Será mirando no solo las cosas (observando como el escritor) ni a sí mismo (“introservándose” como el místico), sino “in-servando”, mirando las cosas a través de él, atravesándolas y atravesándose, mezclándose con ellas, que operará el poeta llegando a una unión con ellas y consigo mismo, más que tras un largo trabajo de “desajuste de todos los sentidos” (Rimbaud, 1999, p. 84), después de un “recogimiento de los sentidos” (Maritain, 1938, p. 36; cursivas agregadas). “En la poesía”, sostiene acertadamente Heidegger, “el hombre se reúne en la base de su ser-ahí. Con ello, llega a la paz: evidentemente, no a la paz aparente de no hacer ni pensar nada, sino a esa paz infinita en la que toda fuerza y vínculo están activos” (Heidegger, 1981, p. 45; traducción propia)20. Henri Bremond contempla una analogía entre la experiencia mística y la poética, pues en ambas se trabaja intensamente en las profundidades del individuo y se llega a “poseer la realidad”, más que la verdad (1926, pp. 83, 167, 211, 75). Quizás sería más indicado decir que se dejan poseer por ella -por la “sobrerrealidad” en el caso del místico, y la “realidad” en cuanto al poeta, pues este no se une con el creador, sino con lo creado-. Por ello, más que éxtasis, el lírico experimentará un “ín-stasis”, un entrar -y no salir de- a sí mismo y a las cosas. No será “transrealidad” lo que verá, sino realidad -no más allá; “más acá”: estará cada vez más cerca de las cosas y de sí mismo, viendo y haciendo ver cada vez más. En los agujeros de la realidad descritos por Johnny (quien bien podría encarnar a un poeta maldito)21 no hallará vacío, sino plenitud: el “hilo de luz” que le hará admirar el misterio del mundo jamás desvelable por el hombre. “Lo que yo te veo, cielo, / eso es el misterio; / lo que está de tu otro lado, / soy yo aquí, soñando”, canta Juan Ramón en su poema “Nube” de Piedra y cielo (1917-1918) (Jiménez, 2005, p. 493). El que quiera ir a un lugar distinto se llevará una decepción porque no podrá hacerlo desde la poesía22. Pues “les portes du mystère ne se laissent pas forcer” (Maritain, 1938, p. 55).
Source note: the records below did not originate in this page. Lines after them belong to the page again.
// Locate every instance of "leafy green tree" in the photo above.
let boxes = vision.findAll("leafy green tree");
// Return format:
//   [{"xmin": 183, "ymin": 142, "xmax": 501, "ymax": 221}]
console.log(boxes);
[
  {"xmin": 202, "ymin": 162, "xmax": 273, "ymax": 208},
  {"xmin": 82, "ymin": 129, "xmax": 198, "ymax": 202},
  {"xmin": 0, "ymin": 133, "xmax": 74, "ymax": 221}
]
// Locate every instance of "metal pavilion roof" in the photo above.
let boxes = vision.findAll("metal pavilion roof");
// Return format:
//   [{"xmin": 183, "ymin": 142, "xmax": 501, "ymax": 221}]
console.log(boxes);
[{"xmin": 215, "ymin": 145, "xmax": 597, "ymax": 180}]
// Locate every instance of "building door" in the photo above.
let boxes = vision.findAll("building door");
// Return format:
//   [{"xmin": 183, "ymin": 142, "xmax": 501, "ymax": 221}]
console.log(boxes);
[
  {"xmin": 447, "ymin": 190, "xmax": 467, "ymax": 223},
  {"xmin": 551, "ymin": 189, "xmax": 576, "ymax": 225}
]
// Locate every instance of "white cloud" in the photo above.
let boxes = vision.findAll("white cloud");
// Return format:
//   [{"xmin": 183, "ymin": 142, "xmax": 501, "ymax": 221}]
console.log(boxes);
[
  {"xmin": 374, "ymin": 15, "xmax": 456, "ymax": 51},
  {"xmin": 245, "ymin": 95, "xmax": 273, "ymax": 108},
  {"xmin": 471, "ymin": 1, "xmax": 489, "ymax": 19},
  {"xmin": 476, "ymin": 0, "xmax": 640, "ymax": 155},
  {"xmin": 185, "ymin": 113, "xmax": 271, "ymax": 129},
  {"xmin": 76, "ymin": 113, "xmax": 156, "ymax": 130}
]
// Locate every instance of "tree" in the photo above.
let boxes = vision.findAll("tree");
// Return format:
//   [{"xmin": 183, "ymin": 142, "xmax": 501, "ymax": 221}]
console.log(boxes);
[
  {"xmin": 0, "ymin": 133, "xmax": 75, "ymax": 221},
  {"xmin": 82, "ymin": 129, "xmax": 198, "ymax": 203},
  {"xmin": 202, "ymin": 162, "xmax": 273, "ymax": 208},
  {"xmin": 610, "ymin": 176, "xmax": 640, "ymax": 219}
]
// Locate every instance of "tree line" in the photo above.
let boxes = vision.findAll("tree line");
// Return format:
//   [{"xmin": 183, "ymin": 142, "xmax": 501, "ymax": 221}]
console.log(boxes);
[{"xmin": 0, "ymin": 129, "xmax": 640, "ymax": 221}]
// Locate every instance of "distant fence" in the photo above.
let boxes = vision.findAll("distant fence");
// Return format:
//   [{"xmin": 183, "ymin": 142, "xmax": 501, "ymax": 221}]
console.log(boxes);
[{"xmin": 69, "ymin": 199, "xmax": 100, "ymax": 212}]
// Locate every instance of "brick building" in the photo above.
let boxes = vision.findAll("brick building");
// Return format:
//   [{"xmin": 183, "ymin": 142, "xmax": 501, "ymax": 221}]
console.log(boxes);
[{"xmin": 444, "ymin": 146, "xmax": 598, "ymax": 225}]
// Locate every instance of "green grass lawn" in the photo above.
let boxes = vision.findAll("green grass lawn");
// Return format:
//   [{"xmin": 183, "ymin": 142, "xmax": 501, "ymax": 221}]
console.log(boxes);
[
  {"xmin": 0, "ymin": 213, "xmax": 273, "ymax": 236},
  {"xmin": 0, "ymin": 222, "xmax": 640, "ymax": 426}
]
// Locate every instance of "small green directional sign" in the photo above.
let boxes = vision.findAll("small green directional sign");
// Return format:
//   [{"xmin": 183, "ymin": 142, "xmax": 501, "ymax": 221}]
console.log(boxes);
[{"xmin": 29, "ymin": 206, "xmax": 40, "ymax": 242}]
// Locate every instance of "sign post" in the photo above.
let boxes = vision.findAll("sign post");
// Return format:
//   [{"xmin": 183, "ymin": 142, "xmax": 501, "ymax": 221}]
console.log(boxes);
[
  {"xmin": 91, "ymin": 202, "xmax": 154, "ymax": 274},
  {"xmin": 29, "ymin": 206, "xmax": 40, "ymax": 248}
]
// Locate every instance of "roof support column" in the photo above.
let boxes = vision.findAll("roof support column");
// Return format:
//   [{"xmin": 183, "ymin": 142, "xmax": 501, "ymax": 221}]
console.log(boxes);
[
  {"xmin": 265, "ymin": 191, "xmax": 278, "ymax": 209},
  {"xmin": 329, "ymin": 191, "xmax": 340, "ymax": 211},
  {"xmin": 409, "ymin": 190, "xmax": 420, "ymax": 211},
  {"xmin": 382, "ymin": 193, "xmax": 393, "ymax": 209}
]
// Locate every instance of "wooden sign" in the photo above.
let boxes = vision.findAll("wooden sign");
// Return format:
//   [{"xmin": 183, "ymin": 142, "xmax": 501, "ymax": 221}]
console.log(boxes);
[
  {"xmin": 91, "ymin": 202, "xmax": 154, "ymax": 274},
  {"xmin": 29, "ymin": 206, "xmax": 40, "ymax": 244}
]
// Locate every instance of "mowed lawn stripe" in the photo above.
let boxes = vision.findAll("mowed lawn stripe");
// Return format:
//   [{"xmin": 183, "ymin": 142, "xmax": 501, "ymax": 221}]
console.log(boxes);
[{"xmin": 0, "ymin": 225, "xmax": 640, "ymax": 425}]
Al volver de su unión, al igual que el místico, una fuerza irrevocable lo empujará a cantarla. No obstante, como lo que ha conocido no puede decirse por entero -es inefable; el logos enmudece ante lo desconocido-, lo canta poéticamente; lo dice a camino entre la música, la reina de la abstracción en las artes y, según Platón, la más adecuada para entonar y formar el alma (1988, p. 176)23, y la palabra, la razón. En esta contradicción o, mejor, combinación entre racionalidad e irracionalidad (en tanto que inexplicable por sobrepasar la lógica y no por carecer de sentido) está el poeta, siempre entreviendo por la puerta semiabierta del misterio, a cuya llamada acude como un niño curioso -o “como un primer hombre”; “ein erster Mensch”, según Rilke (1950, p. 42)-, descubriendo allí las cosas de nuevo, y dejándolo entrever al poetizarlo24. Esto es “lo misterioso”: la luz que, en algunos poemas modernos -ya que esta manifestación tiene lugar en la escritura a partir del Romanticismo, como lo fantástico-, ilumina la relación secreta entre las cosas sin poder nunca mostrarla toda; la luz que desnuda cada vez un poco más el secreto del mundo sin poder quitarle nunca todas las capas. Como lo fantástico y lo místico, lo misterioso va al misterio. El acercamiento a él por parte del lírico de lo misterioso, empero, resulta distinto, pues no lo hace desde la ficción y la narrativa, como el escritor de lo fantástico, ni tras haber experimentado la unión con lo divino, como el místico, sino después de haberse reunido consigo mismo y su entorno aproximándose a lo desconocido. Y persistirá el poeta en su intento sin conclusión hasta el fin de nuestros días, ya que, como escribe Bécquer en su Rima IV, “mientras haya un misterio para el hombre, / ¡habrá poesía!” (1970, p. 79).

5. Conclusión

En este artículo hemos revisado algunas de las teorías y la terminología corriente de lo fantástico y lo místico con tal de proponer un fenómeno que se encuentra entre ellos y surge en la poesía lírica moderna: “lo misterioso”. Entendemos por literatura fantástica aquella narrativa que pone de manifiesto una “transrealidad” (más allá de aquella en la que nos movemos) que choca con la extratextual (la nuestra) y la intratextual, dando lugar a fenómenos “transnaturales” (que la traspasan y no se pueden explicar a partir de ella). No obstante, en lo fantástico también pueden darse acontecimientos preternaturales (que constituyen una excepción de lo natural, pero se pueden explicar a partir de ello), del mismo modo que en otros géneros fronterizos como la literatura de terror o lo maravilloso. Dada la predilección por expresarlos mediante una historia ficticia (contenedora de hechos verosímiles y no verdaderos que se van desencadenando), la literatura fantástica tiende a la prosa, sobre todo en forma de cuento o novela. Su escritor se caracteriza por observar lo extraño producido por el golpe entre la realidad y la “transrealidad” que despierta en él el sentimiento de lo ominoso (das Unheimliche): el no hallarse a salvo en lo conocido. Lo ominoso conforma una mescolanza entre temor y atracción por igual, pues el que lo experimenta, al no saber a qué se enfrenta, se ve en peligro y desea conocerlo. Tales fenómenos no son razonables a partir de lo que conocemos, por lo que el lenguaje chirriará al intentar explicarlo: estamos ante lo inefable. Sin embargo, su escritor seguirá en constante búsqueda por narrarlo, convirtiéndose en intermediario, aunque sin mezclarse con la “transrealidad”, entre esta y la nuestra.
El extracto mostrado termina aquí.